Eventually something goes live. It may feel like a pyrrhic victory, but it delivers value. One part of the system has been refactored, and is running successfully alongside the old system. No one has the energy to celebrate.

Some conscientious members of the team ask when we'll move on to the next phase of refactoring. Tumble weeds drift across the office floor. Strangely, no one fancies descending back into that dark chapter of their lives.

The final solution, once all functionality had been refactored, meant the switching off of the old system:



However, what the Make It Shiny Again project actually achieved was this:




Now drill deeper and look at the code. Many many incomplete refactorings of different things have happened. Everyone touching the code has either not understood that particular area's Shining Vision, or has sought to impose their own.
Now look at it from 30,000 feet. Whole swathes of the architecture (and the organisation) have undergone incomplete refactorings.
If you squint a bit, the architecture is a fractal. It looks like spaghetti at any level.
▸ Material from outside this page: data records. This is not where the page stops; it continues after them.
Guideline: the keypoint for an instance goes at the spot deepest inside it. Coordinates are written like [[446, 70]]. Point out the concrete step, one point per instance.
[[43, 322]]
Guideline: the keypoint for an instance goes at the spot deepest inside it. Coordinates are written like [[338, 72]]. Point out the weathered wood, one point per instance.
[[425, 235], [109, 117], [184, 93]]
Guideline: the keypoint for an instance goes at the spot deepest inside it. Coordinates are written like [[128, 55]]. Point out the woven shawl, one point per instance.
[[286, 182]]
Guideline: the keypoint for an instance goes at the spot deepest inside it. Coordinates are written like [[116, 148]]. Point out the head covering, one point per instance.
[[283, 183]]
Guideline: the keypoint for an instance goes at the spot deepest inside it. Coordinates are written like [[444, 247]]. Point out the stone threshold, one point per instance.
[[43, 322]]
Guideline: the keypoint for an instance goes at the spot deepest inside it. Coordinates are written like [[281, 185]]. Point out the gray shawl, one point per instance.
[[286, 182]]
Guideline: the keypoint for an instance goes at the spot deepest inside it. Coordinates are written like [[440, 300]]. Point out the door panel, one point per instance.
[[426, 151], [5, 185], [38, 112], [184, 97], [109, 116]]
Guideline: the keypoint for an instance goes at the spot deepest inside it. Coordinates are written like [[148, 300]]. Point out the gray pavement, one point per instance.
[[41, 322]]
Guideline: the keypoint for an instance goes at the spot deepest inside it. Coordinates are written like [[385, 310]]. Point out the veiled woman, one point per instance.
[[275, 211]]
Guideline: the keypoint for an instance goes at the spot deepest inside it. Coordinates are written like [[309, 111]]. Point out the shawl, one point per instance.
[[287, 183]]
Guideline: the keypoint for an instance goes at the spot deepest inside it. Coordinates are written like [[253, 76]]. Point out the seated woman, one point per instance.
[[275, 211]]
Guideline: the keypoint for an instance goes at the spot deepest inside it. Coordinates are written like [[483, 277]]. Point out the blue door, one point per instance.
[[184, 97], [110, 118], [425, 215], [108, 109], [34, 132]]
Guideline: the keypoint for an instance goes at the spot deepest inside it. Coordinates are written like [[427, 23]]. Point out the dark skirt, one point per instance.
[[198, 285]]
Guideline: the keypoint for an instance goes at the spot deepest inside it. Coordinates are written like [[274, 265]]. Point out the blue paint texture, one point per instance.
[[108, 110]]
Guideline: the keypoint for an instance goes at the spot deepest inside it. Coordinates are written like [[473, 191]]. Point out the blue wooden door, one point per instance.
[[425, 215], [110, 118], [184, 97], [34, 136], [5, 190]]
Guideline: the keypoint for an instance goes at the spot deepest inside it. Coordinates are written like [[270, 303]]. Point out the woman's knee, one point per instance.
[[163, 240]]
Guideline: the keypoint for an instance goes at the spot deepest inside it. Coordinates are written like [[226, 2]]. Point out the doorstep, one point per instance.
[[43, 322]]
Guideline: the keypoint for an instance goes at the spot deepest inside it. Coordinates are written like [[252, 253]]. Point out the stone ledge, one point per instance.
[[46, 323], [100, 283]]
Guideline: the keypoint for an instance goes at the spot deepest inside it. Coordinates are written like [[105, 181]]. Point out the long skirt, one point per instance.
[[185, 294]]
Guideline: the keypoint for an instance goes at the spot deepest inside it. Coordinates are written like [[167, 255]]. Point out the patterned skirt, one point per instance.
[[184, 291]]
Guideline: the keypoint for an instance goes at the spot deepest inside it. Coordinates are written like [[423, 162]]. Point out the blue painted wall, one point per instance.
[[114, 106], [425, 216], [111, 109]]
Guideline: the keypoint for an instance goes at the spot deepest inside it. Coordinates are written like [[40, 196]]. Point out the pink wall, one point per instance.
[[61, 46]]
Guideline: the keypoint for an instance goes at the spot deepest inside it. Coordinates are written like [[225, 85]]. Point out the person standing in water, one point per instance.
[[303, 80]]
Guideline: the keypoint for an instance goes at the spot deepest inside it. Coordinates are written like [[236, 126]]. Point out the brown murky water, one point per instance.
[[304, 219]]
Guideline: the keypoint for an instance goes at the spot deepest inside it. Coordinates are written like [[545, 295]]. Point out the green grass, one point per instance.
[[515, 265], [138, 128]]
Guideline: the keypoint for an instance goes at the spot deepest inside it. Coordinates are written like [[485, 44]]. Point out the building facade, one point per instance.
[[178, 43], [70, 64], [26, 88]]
No wonder it all feels like such a mess. The solution? 
Let me unveil my Shining Vision. We'll finish it this time, honestly we will.


Less bleak footnote
This can be avoided. Some technical debt is inevitable1, but Death By a Thousand Incomplete Refactorings is not:
- Don't bite off more than you can chew.
- Deliver in small increments. If it's going to fail, make sure it fails early.
- Celebrate each small success. 
- Swap people in and out - keep it fresh. Let everyone be involved.
- Recognise the risk of an incomplete refactoring!